I went to a talk on trees here in Malta this week.  It was interesting to hear and learn about what is happening here and to listen to people from Malta passionate about protecting their environment.  Inspiring to be surrounded by those who really care in a world where it seems so many don’t have time to.  Not, that the rest don’t care, it is just that everyone seems to have more than enough on their own plate as it is.  So I was delighted,  that the room was packed with over a hundred, all there to make their feelings for their environment clear. It was with reluctance I left, slightly early, to make my way home by bus.  Proceeded in the dark, to catch the wrong bus heading not to Sliema and home, but in exactly the opposite direction.    So after a 45-minute bus journey (it always amazes me that on a small island,  picture a square with a side of 12 km, journeys can last so long) the bus came to a halt in the darkness of an isolated village.  The bus driver turned the engine off and then turned to me in the empty bus and said in an exasperated tone,

“Where exactly do you want to go?”

I told him where I wanted to go and he told me that I was an hour from where I should be.  Despair must have filled my face because he was suddenly anxious to help.  I asked if there were taxis anywhere around and was even more disturbed to find that there were none at all.  This was a pickle, indeed. 

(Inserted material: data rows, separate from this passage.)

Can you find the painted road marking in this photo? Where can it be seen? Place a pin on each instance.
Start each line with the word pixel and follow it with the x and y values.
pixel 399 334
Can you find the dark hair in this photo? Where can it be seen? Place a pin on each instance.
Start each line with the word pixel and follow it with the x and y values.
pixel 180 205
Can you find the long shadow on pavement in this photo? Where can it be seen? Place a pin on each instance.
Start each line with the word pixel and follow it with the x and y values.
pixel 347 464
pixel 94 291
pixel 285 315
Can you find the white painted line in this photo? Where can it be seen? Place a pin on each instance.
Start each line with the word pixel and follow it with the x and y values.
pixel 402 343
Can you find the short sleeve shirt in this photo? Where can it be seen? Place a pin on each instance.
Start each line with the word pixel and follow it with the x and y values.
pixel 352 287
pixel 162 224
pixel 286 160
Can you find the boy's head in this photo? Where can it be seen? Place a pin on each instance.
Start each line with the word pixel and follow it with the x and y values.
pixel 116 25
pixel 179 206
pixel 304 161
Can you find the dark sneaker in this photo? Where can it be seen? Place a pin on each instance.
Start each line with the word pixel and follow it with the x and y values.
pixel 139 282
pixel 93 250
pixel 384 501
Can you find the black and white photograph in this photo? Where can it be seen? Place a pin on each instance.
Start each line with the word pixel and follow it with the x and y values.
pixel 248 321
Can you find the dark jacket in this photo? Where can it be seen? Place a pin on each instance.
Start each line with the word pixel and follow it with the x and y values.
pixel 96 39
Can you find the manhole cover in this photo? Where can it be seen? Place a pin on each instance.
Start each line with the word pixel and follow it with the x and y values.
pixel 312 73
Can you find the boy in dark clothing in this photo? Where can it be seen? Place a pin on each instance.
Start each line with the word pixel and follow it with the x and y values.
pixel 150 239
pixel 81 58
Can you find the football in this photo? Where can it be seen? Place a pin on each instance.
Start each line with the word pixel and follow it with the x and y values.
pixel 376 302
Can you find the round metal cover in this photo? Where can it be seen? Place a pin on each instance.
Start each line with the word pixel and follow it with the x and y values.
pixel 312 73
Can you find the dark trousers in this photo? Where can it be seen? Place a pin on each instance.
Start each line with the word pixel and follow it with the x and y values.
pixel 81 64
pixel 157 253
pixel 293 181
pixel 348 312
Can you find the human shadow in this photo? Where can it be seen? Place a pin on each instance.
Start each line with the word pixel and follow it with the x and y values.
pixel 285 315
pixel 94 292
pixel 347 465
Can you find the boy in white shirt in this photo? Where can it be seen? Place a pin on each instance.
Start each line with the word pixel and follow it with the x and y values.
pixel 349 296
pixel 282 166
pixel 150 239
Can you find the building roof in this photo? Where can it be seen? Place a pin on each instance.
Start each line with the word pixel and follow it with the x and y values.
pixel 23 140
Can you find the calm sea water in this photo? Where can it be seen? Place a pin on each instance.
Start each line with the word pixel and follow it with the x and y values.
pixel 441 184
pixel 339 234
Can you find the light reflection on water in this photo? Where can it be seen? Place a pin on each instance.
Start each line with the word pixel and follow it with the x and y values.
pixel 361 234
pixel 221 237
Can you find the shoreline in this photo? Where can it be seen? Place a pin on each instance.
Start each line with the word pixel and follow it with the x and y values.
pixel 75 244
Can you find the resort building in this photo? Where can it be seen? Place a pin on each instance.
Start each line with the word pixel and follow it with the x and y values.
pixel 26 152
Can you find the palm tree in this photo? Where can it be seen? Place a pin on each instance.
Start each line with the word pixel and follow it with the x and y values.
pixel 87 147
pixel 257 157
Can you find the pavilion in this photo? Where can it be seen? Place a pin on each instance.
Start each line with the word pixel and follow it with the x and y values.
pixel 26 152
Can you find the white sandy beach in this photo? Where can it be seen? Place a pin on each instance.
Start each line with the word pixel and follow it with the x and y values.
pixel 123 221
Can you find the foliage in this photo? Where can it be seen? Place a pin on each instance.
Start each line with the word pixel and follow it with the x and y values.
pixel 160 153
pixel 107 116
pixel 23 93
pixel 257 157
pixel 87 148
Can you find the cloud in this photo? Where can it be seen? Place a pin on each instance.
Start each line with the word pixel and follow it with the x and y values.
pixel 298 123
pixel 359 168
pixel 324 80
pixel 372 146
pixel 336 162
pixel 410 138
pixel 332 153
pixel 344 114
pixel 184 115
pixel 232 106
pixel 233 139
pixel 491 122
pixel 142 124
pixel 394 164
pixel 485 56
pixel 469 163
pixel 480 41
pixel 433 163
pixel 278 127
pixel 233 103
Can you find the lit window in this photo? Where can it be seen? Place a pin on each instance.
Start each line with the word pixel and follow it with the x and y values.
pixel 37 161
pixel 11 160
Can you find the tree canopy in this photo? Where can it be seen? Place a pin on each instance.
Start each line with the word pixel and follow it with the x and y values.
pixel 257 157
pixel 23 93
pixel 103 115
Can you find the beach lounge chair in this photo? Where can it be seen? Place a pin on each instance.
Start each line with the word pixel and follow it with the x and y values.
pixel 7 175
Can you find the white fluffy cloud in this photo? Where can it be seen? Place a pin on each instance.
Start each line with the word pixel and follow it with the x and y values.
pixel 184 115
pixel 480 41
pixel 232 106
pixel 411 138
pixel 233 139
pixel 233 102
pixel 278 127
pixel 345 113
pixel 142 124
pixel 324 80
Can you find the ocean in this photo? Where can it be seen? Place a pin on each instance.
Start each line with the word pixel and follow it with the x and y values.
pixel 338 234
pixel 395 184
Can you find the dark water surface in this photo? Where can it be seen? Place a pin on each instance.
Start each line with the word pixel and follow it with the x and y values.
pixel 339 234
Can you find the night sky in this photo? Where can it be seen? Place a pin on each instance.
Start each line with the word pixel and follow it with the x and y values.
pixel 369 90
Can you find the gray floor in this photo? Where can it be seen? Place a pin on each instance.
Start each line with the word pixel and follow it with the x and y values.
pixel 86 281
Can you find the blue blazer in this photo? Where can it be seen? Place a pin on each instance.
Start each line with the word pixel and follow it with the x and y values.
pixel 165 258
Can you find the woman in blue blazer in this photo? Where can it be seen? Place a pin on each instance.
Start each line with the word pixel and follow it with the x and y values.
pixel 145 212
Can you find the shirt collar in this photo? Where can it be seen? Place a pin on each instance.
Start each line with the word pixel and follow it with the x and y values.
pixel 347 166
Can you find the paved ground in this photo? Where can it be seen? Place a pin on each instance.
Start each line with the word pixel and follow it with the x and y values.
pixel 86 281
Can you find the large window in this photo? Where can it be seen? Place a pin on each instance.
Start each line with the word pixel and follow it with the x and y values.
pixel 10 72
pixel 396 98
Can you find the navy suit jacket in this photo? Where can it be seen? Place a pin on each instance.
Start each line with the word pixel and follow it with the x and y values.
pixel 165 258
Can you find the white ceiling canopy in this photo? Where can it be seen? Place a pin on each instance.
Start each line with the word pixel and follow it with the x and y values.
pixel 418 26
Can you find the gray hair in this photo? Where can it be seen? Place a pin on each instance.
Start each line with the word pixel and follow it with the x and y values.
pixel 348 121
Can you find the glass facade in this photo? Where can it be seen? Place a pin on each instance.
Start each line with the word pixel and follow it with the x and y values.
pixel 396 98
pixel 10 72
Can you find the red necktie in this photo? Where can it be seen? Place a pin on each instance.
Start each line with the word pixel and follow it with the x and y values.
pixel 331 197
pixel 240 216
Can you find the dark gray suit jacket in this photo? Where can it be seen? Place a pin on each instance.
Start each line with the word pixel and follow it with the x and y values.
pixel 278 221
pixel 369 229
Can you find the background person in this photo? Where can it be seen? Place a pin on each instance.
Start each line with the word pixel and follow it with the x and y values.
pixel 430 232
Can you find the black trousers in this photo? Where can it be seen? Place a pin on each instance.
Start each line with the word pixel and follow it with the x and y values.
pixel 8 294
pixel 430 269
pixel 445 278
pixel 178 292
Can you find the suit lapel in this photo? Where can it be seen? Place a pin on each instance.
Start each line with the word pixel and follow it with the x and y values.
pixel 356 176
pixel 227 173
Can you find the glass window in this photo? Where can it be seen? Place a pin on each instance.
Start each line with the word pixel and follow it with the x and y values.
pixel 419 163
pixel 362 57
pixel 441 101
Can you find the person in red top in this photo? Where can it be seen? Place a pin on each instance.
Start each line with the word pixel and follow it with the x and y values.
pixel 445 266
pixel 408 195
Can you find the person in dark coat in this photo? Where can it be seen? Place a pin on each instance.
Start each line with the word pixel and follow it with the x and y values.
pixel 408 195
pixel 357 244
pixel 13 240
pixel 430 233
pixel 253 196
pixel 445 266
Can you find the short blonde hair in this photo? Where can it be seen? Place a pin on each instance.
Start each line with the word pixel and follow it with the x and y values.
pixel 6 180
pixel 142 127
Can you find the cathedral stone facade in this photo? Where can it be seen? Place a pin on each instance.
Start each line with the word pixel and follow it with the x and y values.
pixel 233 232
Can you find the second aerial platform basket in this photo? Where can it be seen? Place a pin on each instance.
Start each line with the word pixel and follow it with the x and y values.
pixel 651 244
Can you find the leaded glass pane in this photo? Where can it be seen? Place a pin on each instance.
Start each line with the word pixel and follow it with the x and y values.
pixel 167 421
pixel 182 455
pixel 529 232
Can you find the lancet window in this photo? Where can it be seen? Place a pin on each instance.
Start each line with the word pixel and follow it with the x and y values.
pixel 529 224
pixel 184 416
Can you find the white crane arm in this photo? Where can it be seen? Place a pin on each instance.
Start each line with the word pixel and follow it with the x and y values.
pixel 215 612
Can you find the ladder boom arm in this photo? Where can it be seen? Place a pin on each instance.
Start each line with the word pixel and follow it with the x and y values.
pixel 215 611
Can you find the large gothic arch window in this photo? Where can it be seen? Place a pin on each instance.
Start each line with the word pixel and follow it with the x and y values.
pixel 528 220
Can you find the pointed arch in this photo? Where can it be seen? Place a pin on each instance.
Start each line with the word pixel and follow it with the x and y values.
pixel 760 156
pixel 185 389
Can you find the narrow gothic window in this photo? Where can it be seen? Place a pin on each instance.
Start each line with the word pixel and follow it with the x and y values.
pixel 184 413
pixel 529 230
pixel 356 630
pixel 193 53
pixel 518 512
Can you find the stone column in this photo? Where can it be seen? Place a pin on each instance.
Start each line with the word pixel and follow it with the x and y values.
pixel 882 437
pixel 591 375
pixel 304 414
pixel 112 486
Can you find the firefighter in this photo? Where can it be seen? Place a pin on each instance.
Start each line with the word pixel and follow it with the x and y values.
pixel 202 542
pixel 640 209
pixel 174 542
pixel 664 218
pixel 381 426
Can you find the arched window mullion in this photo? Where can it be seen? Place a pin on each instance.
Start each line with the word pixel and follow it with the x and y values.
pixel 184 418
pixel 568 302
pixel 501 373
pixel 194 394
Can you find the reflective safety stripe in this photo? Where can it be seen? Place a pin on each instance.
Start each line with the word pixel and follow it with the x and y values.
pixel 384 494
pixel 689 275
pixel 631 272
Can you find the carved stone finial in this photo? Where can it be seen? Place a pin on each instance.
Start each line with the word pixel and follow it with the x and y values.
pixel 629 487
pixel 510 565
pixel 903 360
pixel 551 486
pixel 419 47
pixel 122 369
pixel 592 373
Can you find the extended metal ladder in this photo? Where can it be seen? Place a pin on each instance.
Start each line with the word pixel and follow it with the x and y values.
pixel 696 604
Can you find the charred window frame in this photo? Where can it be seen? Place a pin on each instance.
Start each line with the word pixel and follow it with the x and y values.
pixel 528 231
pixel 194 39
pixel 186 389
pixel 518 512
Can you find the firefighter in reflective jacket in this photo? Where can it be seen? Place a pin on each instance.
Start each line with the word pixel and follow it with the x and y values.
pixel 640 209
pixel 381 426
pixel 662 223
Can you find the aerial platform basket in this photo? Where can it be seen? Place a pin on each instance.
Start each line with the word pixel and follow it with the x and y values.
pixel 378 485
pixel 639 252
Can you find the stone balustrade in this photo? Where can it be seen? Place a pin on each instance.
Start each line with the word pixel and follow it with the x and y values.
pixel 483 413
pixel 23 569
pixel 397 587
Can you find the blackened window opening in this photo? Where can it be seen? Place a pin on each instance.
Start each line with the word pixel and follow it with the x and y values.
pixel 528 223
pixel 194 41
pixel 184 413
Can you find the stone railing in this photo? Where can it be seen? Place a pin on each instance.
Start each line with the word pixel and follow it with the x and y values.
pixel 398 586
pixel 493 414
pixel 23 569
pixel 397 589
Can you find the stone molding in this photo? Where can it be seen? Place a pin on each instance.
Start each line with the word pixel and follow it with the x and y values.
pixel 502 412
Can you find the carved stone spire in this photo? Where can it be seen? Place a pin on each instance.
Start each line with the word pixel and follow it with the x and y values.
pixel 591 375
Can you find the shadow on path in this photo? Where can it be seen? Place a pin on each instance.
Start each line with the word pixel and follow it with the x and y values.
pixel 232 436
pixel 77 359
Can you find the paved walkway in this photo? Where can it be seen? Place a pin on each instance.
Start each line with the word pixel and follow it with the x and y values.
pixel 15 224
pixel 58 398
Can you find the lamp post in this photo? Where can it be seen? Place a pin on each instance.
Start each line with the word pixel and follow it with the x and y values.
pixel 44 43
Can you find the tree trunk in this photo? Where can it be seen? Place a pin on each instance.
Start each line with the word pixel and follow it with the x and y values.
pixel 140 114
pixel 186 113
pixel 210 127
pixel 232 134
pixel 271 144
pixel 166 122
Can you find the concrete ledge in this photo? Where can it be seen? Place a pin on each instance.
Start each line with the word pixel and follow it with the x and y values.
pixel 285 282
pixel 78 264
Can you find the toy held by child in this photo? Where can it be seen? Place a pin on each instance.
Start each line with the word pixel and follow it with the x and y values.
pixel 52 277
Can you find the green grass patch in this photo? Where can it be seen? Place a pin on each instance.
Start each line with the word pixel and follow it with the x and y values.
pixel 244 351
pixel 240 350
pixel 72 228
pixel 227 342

He started the engine of the empty bus and told me that he would take me to Rabat and there might be taxis available there.  I was shocked that he would go out of his way, bus and all to take me closer to home.  He dropped me off and I was able to catch another bus homewards.  By this stage, it was dark and the only other person on the bus was a Canadian woman.  We started talking and she turned out to be a financial advisor and photographer from Canada who works from her computer here in Malta for a firm abroad.  A lovely person and we exchanged mobile numbers before we parted.  As I waited for the final bus home another young Maltese teenager told me she was studying for her final exams, she wanted to be a chef.  It was sweet hearing her discuss her plans to have her own restaurant one day.  It is impressive how hopeful young people are and how passionate about their futures.  When you reach my age, finding the right bus home is enough of a major challenge for the day! 

But as I staggered up to my flat exhausted and falling asleep from the long day at work, I was suddenly grateful for it all.  Grateful for the many who came to the Tree meeting, thankful to the benevolent bus driver, happy to meet such warm and likable travellers on a cold lost night and aware that every moment of life is special.  Even the absolutely exhausting ones.